Time: 10:00-11:30 a.m., July. 6, 2012 (Friday)
Place:Room 1201, ICT. CAS
Speaker: Prof.Chris Jesshope
Abstract
The objective of this talk is give a more in depth view of the issues we have had to solve in the development of the Apple-CORE project and to present some preliminary results from the application of the many core chip. It will also describe some new directions we are tackling in a joint project with the European Space Agency (ESA) to investigate the benefit of multi-threaded processors in space applications.
It will consider generic applications as well as two specific areas which are critical for space missions: (a) real-time tasks and (b) reliability. We believe that multi-threading can provide tighter bounds for WCET for real-time tasks and more efficient support redundant execution due to the flexibility enabled by multi-threaded applications. The general advantages of this technology with respect to traditional single threaded processors are :
· tolerating long latency operations without stalling the pipeline, e.g. off-chip memory operations or off-loading computation to functions implemented in hardware;
· faster program execution due to fewer pipeline stalls; and
· more processing power per watt of power expended due to higher pipeline efficiencies and conservative instruction execution.

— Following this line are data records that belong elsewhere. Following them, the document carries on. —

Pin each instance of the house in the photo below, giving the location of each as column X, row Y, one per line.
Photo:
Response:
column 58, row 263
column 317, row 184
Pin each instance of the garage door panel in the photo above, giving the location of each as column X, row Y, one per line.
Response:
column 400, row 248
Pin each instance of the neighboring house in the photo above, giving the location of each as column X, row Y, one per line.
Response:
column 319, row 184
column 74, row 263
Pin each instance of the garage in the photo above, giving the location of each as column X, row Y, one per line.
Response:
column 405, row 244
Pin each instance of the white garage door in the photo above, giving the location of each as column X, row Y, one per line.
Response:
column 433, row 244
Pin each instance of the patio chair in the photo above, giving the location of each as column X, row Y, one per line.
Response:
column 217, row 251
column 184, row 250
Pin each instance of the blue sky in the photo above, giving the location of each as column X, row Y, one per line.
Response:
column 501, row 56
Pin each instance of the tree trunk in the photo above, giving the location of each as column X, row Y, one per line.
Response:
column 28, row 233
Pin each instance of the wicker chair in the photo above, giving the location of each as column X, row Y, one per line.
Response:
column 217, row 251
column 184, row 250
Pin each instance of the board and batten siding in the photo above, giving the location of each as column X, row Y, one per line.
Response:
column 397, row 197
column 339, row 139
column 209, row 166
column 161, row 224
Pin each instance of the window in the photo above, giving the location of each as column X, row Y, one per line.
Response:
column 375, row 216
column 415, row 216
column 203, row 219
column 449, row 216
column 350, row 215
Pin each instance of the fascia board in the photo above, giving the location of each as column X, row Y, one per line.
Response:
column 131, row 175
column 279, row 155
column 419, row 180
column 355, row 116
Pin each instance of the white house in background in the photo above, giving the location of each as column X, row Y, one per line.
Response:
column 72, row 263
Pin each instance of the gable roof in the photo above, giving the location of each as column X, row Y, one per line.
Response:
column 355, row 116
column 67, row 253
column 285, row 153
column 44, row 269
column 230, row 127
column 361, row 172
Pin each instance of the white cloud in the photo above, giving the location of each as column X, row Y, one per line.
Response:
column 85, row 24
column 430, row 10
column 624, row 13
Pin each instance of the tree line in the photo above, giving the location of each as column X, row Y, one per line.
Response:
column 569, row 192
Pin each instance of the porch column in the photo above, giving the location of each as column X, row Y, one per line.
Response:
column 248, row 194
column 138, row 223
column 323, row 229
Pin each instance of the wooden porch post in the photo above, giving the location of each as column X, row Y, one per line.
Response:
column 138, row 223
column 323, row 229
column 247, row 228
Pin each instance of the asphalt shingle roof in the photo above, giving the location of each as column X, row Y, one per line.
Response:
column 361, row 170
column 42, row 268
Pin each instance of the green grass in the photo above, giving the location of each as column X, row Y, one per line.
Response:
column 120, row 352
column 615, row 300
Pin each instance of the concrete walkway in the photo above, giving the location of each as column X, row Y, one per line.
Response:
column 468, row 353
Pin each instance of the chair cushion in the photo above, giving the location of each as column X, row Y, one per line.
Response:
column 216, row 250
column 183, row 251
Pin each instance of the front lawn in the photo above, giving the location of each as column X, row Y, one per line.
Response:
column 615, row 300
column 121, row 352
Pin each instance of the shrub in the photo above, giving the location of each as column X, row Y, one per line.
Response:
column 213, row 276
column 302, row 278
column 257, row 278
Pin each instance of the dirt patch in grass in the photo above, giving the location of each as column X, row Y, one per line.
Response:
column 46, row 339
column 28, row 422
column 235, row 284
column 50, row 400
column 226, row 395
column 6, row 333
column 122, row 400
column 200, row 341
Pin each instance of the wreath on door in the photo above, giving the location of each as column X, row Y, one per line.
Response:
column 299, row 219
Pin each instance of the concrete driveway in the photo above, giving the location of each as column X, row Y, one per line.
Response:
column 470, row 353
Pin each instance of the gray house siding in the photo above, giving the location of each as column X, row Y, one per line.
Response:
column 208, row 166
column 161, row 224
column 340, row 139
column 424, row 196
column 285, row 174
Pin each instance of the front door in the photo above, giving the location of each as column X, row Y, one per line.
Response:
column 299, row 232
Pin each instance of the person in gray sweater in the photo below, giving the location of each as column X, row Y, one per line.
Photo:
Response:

To these generic advantages we will will show there are two further advantages that tackle significant constraints in space applications. These arise from the flexibility that multi-threading can provide in the support of reliability with respect to soft errors and secondly in timing predictability with respect to hard real-time processes. Flexibility is required to distinguish between different classes of application that may have differing requirements, e.g. differing payload applications and control processes.
Bio
Chris Jesshope has a broad educational background including Mathematics, Computer Science and Electronics. Since 1976 he has been actively involved all aspects of concurrency in computer systems, first as an applications' programmer using the first parallel supercomputers available at that time, such as the Cray , ICL DAP and Illiac V. Later as a computer architect working on reconfigurable SIMD computers at the VLSI level and reconfigurable MIMD computers based on transputers at the system level. For the last decade he has been working on concurrency at the instruction level in conventional microprocessors. The approach to concurrency developed during this time has the potential to support the scaling of concurrency in microprocessors to the end of CMOS and across a wide range of applications. Chris Jesshope was until recently the leader of the Computer Systems Architecture Group at University of Amsterdam but is now an emeritus Professor (retired) at the University of Amsterdam as well as a Consultant and professorial-level researcher at the University of Hertfordshire. His interests are in microarchitecture and concurrent systems with an emphasis on hardware managed concurrency in future systems. He has published in excess of 150 refereed conference and journal papers in the above fields as well as 15 books and book chapters, including the much cited book Parallel Computers, written jointly with professor Hockney.